Petrus menilai sikap persisten KPK meminta LHKPN bagi setiap PN tidak kompatibel dengan sikap KPK terhadap LHKPN yang sudah diterimanya. Artinya selama ini KPK tidak pernah memeriksa kekayaan setiap PN yang sudah  diserahkan dalam LHKPN itu, sehingga fungsi LHKPN untuk mengungkap kejahatan KKN melalui penelusuran LHKPN nyaris tak terdengar bunyinya.

"Sesungguhnya sikap KPK mempersoalkan LHKPN peserta Pansel Capim KPK pada saat seleksi berlangsung ibarat "menepuk air di dulang terpecik muka sendiri" karena selama ini justru KPK-lah yang mengabaikan kewajibannya untuk memeriksa kebenaran LHKPN," tegasnya. 

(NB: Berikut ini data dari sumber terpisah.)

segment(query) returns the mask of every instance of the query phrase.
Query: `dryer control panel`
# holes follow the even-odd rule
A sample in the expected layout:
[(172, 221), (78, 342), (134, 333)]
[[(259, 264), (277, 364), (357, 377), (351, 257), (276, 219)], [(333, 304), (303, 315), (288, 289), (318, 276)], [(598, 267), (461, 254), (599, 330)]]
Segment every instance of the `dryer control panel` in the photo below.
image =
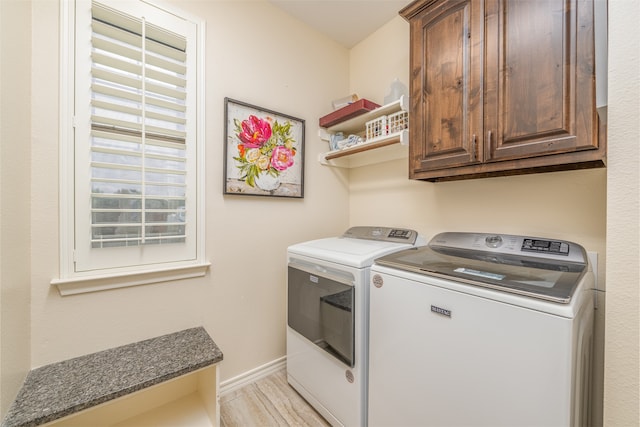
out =
[(351, 227), (345, 231), (342, 237), (348, 237), (351, 239), (380, 240), (394, 243), (409, 243), (413, 245), (418, 239), (418, 233), (415, 230), (407, 228), (358, 226)]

"Pemeriksaan inilah yang paling ditakuti oleh para PN karena ada kemungkinan KPK bisa mengungkap dugaan korupsi melalui penelusuran kebenaran LHKPN itu. Artinya melalui metode penelusuran LHKPN, KPK bisa mengungkap kejahatan korupsi dan pencucian uang seorang PN," tambahnya. 

Sementara Mantan Ketua Sub Komisi Yudikatif KPKPN, Chairul Imam, menilai kinerja KPK hanya berkutat pada kegiatan represif seperti melakukan Operasi Tangkap Tangan (OTT). Padahal kata Chairul, umur KPK sudah 15 tahun tetapi praktik korupsi masih meraja lela. 

"Kita melihat sudah 15 tahun KPK ada, tapi kenyataan ko korupsi ini masih gila-gilaan. Nah kalau kita melihat KPK ini celakanya adalah pada gerakan represif terus menerus. Menangkapi orang, OTT segala macam. Itu kan represif terus," tegasnya. 

Padahal kata Chairul, KPK dibentuk lantaran Kejaksaan dan Kepolisian gagal dalam pemberantasan korupsi. Undang-Undang (UU) KPK pun lahir untuk memperbaiki kegagalan itu dengan memberikan kewenangan pencegahan terhadap lembaga pimpinan Agus Rahardjo itu. 

"KPK diberikan kewenangan yang tidak dimiliki oleh Jaksa dan Polisi yaitu kewenangan pencegahan. Polisi dan Jaksa engga punya kewenangan pencegahan kan. Tahunya penindakan aja gitu," katanya.  

Untuk itu Chairul meminta KPK mengubah strategi dalam memberantas korupsi. "KPK harus berubah strategilah dalam pemberantasan korupsi. Kalau korupsi yang tanganin KPK. Itu aja. Ke dua, soal pencegahan utamakan LHKPN dan penelitian sistem yang koruptif itu. Ketiga hidupkan lembaga monitoring dan supervise. Itu saja," tukasnya.